Sheetal is a 42-year-old beauty gig worker who lives with her husband, two children, and parents-in-law in Dharavi, Mumbai. As a teenager, she learnt beauty skills from her sister (a make-up artist in the Bollywood film industry) and helped her co-run a salon. However, an arranged marriage put a pause on her ambitions, as her husband did not want her to work. Over the next couple of decades, marriage and childbearing created a persistent gap in Sheetal’s work life that she fought hard against through covert freelancing and upskilling. During the pandemic lockdown, facing down her physically and financially abusive husband, Sheetal decided enough was enough and joined Beauticare, a major beauty platform, through a referral from her friend. To pay for Beauticare’s compulsory training program and in-house beauty kit (which cost INR 52,000), she used money she had secretly saved through a local women’s self-help group. This decision was hard-won and required months of bargaining with her family, as well as extra planning to complete household chores by 12 P.M. every day so that she could go out to do gig work after. Things were going well at first. But around a year and a half into the job, Sheetal suddenly got a warning on her platform app that her average customer rating, at 4.6, had fallen below the new cut-off point of 4.75 out of 5. If she did not bring it up quickly, she would be fired.

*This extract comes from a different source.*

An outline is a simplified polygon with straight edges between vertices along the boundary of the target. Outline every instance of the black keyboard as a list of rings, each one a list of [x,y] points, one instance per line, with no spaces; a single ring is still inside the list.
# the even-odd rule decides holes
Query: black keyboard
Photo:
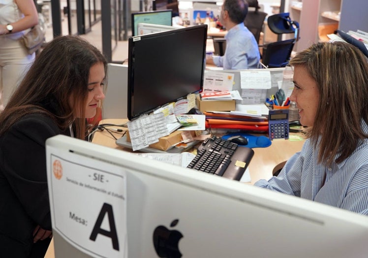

Two weeks later, Sheetal woke up to find that she was “ID blocked” from the app and all of her data. There was no redressal mechanism and nobody to file a complaint with.
Platform managers found that the average customer rating is highly correlated with the Net Promoter Score (NPS), which is a measure of how likely a customer is to continue using the platform’s services.
Sheetal was one of the first gig workers I met when I set out to study beauty work. She insisted that I shadow her and assist her to truly understand what the life of a gig worker is like. When she got laid off, we reached out to other gig workers to make sense of what had happened, and soon realized that this incident was not an isolated one. The abrupt change in the cut-off rating had impacted hundreds, if not thousands, of women gig workers across the country, causing mass layoffs. Platform offices were now flooded with gig workers who asked managers to explain why the cut-off rating had been changed and demanded another chance to bring up their rating. More than anything, they wanted to understand what had happened. But a clear explanation was out of reach. Managers were unwilling to explain the decisions behind the rating system, insinuating that it was a change that came from above them, facilitated by an algorithmic system. Since it was a machine-made decision, they could not be held accountable for it. “This is out of our hands, we cannot do anything, sorry,” we heard over and over.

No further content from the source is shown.